III. QUELLES SONT LES CONSEQUENCES DE LA RESPONSABILITE ?
Quand la responsabilité est établie c'est-à-dire qu'un lien de causalité est
établi entre une faute et un dommage, cela implique un droit à des dommages et
intérêts.
A qui le plaignant peut-il les demander ?
1. Tribunaux civils
Dans les cas décrits plus haut, de responsabilité civile, en particulier, pour les
professionnels de santé au cours de leur exercice libéral, ce sont les tribunaux civils
qui sont saisis.
2. Tribunal pénal
La victime ou ses ayants droit se portent partie civile afin d'obtenir un
dédommagement.
3. Tribunaux administratifs
Après enquête, un dédommagement pourra éventuellement être proposé à l'usager,
ce montant étant à régler par la direction de l'hôpital public.
Parfois, une décision défavorable ou une non-réponse est faite à l'usager.
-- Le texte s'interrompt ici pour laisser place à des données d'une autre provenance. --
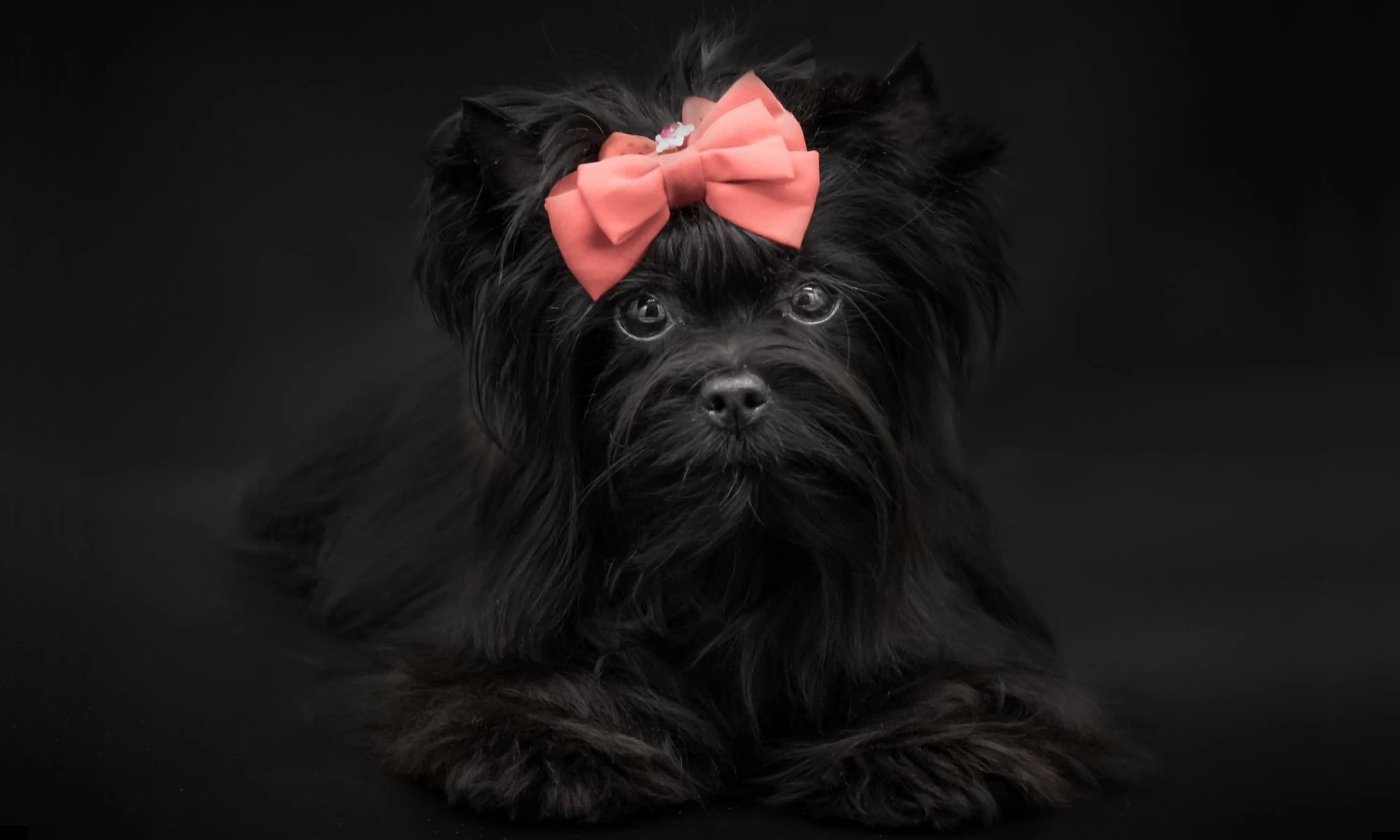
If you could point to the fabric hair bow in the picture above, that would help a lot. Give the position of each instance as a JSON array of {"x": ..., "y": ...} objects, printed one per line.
[{"x": 744, "y": 156}]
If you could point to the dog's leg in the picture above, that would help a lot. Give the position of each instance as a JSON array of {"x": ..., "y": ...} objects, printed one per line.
[
  {"x": 943, "y": 752},
  {"x": 538, "y": 746}
]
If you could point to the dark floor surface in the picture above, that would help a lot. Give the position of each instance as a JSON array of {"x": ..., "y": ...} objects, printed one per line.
[{"x": 1223, "y": 545}]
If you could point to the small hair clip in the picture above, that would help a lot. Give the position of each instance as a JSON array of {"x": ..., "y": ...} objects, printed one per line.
[{"x": 673, "y": 136}]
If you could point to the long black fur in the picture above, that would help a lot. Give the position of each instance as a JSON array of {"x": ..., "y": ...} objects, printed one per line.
[{"x": 583, "y": 603}]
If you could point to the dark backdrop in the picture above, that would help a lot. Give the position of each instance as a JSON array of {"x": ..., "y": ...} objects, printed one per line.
[{"x": 1189, "y": 433}]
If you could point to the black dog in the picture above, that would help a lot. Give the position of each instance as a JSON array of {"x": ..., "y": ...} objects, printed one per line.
[{"x": 708, "y": 534}]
Dans ce
cas, c'est que l'enquête a conclu en l'absence de responsabilité de l'établissement.
Si la ou les victimes ou ses ayants droit veulent poursuivre leur action, ils
saisissent les tribunaux administratifs.
CONCLUSION
Voici clairement, j'espère, exposées les différentes voies possibles offertes aux
plaignants.
Mais bien entendu, nous tous, personnels soignants, mettons en oeuvre au mieux notre
compétence afin de ne pas y être confrontés.
La formation continue de chacun, les échanges de nos expériences et de nos
connaissances doivent permettre de prodiguer à nos patients des soins en accord avec les
données de la science.
C'est en participant à des journées de travail telles que celles que nous suivons
actuellement que nous nous enrichirons mutuellement et améliorerons nos connaissances.